In an unprecedented display of discipline, both Georgia and Alabama have reportedly cracked open their rulebooks for the first time since 1982. Sources confirm this radical move was inspired by that ancient college relic known as “Coach’s Clipboard.”
Rather than relying on customary mud-wrestling tactics in the tunnel, players this year are following actual play designs—though skeptics note several still pause mid-snap to consult their horoscopes. The referees, pleasantly surprised by fewer flag parades, described the matchup as “almost sporty.”

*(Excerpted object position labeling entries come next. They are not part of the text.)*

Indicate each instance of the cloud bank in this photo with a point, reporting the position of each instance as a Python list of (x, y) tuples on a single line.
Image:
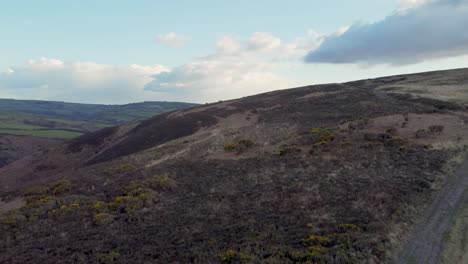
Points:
[(172, 40), (237, 68), (421, 30)]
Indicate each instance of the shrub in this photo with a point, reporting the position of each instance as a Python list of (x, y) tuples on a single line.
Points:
[(108, 258), (420, 133), (121, 168), (103, 219), (230, 147), (64, 210), (9, 219), (289, 150), (344, 228), (98, 206), (436, 129), (316, 130), (160, 183), (231, 256), (240, 145), (318, 240), (60, 187), (36, 191)]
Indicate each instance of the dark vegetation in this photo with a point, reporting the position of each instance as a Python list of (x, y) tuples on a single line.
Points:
[(67, 120), (308, 182)]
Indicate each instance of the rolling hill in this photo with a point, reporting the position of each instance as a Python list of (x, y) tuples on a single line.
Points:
[(27, 126), (333, 173)]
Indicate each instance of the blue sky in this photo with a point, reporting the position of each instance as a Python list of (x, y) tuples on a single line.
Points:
[(204, 51)]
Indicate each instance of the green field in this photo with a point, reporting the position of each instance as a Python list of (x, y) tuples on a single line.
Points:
[(61, 120)]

On the sidelines, cheerleaders have ditched choreographed sword-fighting and returned to traditional pom-pom waving, because apparently, that counts as “spirited support.” Meanwhile, band members begrudgingly admitted they only learned more than three notes to avoid getting scolded by the drum major.
Fans, now deprived of their usual brawl-or-bail tradition at halftime, have cautiously taken up knitting and interpretive dance to fill the void. Merch sellers struggle to market “Clean-Play Champions” T-shirts, but confident parents already pre-ordered them for graduation gifts.
In short, this year’s biggest difference is simple: someone—somewhere—actually read the manual. The resulting sensation of organized chaos has everyone asking the same question: will rules ever catch on elsewhere in sports?